2) Emergence forte et émergence faible

 

Le concept d'émergence pose la question de la possibilité de la réduction d'un niveau à un autre. C'est pour cette raison que l'on distingue souvent une émergence forte d'une émergence faible. L'émergence forte présente un caractère d'irréductibilité au sens où les éléments d'un système ne possèdent les propriétés du système. A l'inverse, on parle d'émergence faible lorsque les propriétés du second niveau sont certes différentes de celles du niveau inférieur mais peuvent y être réduites. Dans ce cas, la connaissance des éléments microscopiques permet celle des qualités macroscopiques.

 

3) Le problème de la hiérarchie des sciences

 

La discussion sur la possibilité ou l'impossibilité de la réduction des phénomènes émergents engage la question de la hiérarchie des sciences. La possibilité de réduire les propriétés de niveaux supérieurs aux propriétés d'un niveau inférieur implique une réduction des différentes sciences à la science la plus élémentaire qu'est la physique. A l'inverse, la thèse de l'irréductibilité des phénomènes émergents justifie l'autonomie des différentes sciences qui étudient des lois propres à chaque niveau d'émergence. La théorie émergentiste débouche sur une conception stratifiée et hiérarchisée de la réalité et des sciences selon le niveau d'émergence.

 

4) Le problème de l'accroissement de la complexité avec l'émergence

 

On peut aussi penser que la complexité des états émergents est toujours plus élevée que celle des états dont ils émergent (Willke, 1996). Mais cela amène à se demander en quel sens on peut affirmer que la complexité des interactions sociales est supérieure à celle des processus chimiques qui sont à l'oeuvre dans les individus (Greve/Schnabel 2014: 24). Niklas Luhmann fait ainsi remarquer peut-être à bon droit que "le problème maintes fois abordé de savoir comment le tout peut être plus que la somme des parties est donc mal posé. La question à se poser devrait plutôt être de savoir comment le tout peut être moins que la somme de ses parties" (Luhmann 2009: 290, note 45)

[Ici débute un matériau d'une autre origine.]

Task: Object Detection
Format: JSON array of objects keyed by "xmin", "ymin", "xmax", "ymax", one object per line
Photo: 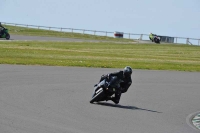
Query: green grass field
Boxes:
[
  {"xmin": 0, "ymin": 41, "xmax": 200, "ymax": 71},
  {"xmin": 3, "ymin": 25, "xmax": 134, "ymax": 42}
]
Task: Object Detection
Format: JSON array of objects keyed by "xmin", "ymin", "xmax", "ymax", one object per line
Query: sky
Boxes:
[{"xmin": 0, "ymin": 0, "xmax": 200, "ymax": 39}]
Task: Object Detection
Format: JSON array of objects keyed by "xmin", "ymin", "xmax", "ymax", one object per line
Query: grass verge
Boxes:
[
  {"xmin": 3, "ymin": 25, "xmax": 134, "ymax": 42},
  {"xmin": 0, "ymin": 41, "xmax": 200, "ymax": 71}
]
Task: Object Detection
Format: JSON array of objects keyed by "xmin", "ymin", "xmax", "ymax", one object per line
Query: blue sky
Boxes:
[{"xmin": 0, "ymin": 0, "xmax": 200, "ymax": 38}]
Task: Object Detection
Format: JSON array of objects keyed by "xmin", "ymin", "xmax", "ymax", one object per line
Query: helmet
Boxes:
[{"xmin": 123, "ymin": 66, "xmax": 132, "ymax": 77}]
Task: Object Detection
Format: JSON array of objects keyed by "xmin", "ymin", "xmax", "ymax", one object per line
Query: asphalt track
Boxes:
[{"xmin": 0, "ymin": 65, "xmax": 200, "ymax": 133}]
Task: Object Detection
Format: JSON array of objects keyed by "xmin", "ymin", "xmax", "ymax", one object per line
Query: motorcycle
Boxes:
[
  {"xmin": 154, "ymin": 36, "xmax": 160, "ymax": 43},
  {"xmin": 149, "ymin": 34, "xmax": 160, "ymax": 43},
  {"xmin": 90, "ymin": 76, "xmax": 120, "ymax": 103},
  {"xmin": 0, "ymin": 26, "xmax": 10, "ymax": 40}
]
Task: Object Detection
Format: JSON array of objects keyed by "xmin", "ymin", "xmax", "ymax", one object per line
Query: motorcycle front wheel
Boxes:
[{"xmin": 6, "ymin": 34, "xmax": 10, "ymax": 40}]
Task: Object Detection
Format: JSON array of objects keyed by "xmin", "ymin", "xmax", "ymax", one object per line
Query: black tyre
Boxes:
[
  {"xmin": 90, "ymin": 89, "xmax": 104, "ymax": 103},
  {"xmin": 6, "ymin": 34, "xmax": 10, "ymax": 40}
]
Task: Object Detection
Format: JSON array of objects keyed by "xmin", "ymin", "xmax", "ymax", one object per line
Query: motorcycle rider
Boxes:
[
  {"xmin": 95, "ymin": 66, "xmax": 132, "ymax": 104},
  {"xmin": 149, "ymin": 33, "xmax": 155, "ymax": 42}
]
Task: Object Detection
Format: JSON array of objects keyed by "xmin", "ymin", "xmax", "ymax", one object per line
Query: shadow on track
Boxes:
[{"xmin": 96, "ymin": 102, "xmax": 162, "ymax": 113}]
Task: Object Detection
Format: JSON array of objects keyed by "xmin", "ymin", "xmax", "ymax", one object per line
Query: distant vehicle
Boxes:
[
  {"xmin": 149, "ymin": 34, "xmax": 160, "ymax": 43},
  {"xmin": 0, "ymin": 23, "xmax": 10, "ymax": 40}
]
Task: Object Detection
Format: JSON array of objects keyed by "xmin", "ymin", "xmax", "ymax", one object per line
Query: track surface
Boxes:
[{"xmin": 0, "ymin": 65, "xmax": 200, "ymax": 133}]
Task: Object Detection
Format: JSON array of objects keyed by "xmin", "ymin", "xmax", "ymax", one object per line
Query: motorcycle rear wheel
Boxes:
[
  {"xmin": 90, "ymin": 89, "xmax": 104, "ymax": 103},
  {"xmin": 6, "ymin": 34, "xmax": 10, "ymax": 40}
]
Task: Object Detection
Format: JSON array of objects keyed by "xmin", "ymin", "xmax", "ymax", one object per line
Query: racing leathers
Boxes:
[{"xmin": 96, "ymin": 71, "xmax": 132, "ymax": 104}]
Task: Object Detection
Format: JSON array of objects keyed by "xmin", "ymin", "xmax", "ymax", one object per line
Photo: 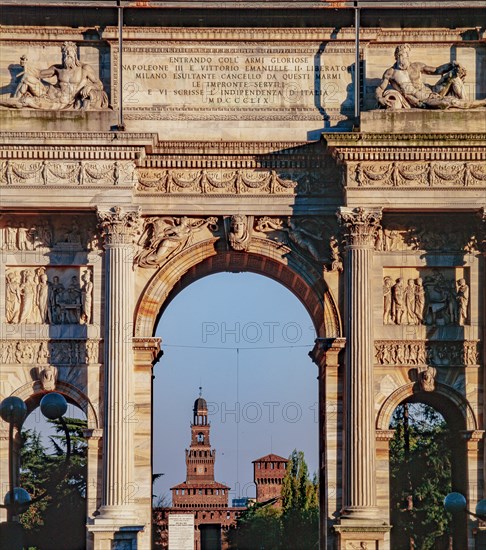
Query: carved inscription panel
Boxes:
[{"xmin": 117, "ymin": 43, "xmax": 354, "ymax": 117}]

5) Le problème de l'émergence sociale

 

Les phénomènes sociaux sont souvent décrits comme des phénomènes émergents. Mais, alors qu'il s'agissait d'une préoccupation centrale dans la pensée d'Emile Durkheim (Durkheim 2002), rares ont été par la suite les recherches sociologiques visant à expliquer ce concept.

Un regain d'intérêt pour ce concept a amené à distinguer trois positions sociologiques (Sawyer 2005, Greve/Schnabel 2014: 25). 1) Une première position défendue notamment par Sawyer est que la sociologie a pour objet l'émergence sociale. Il soutient que "l'émergence sociale est le phénomène clé des sciences sociales. La science politique, l'économie, les sciences de l'éducation l'histoire et la sociologie étudient des phénomènes qui, par le biais d'un processus social issu des système sociaux, naissent de l'interaction d'individus. Je soutiens la thèse que la sociologie doit devenir la science fondamentale de l'émergence sociale" (Sawyer 2014: 205). Telle est également la perspective du systémisme de Niklas Luhmann qui cherche à expliquer comment un ordre social est possible et pour lequel la société n'est constituée que de communications irréductibles aux phénomènes psychiques. 2) Une deuxième position soutient un individualisme non réductionniste pour lequel le fondement de la sociologie consiste en actions individuelles mais affirme en même temps une autonomie des phénomènes sociaux vis-à-vis de cette base et accorde de ce fait un statut de science propre à la sociologie (Greve 2014: 286). 3) Selon une troisième position, le concept d'émergence ne peut être transposé en sociologie que de manière limitée.

 

 

Bibliographie

 

Emile Durkheim (2002), "Représentations individuelles et représentations collectives" in Sociologie et philosophie, 2e édition, Paris.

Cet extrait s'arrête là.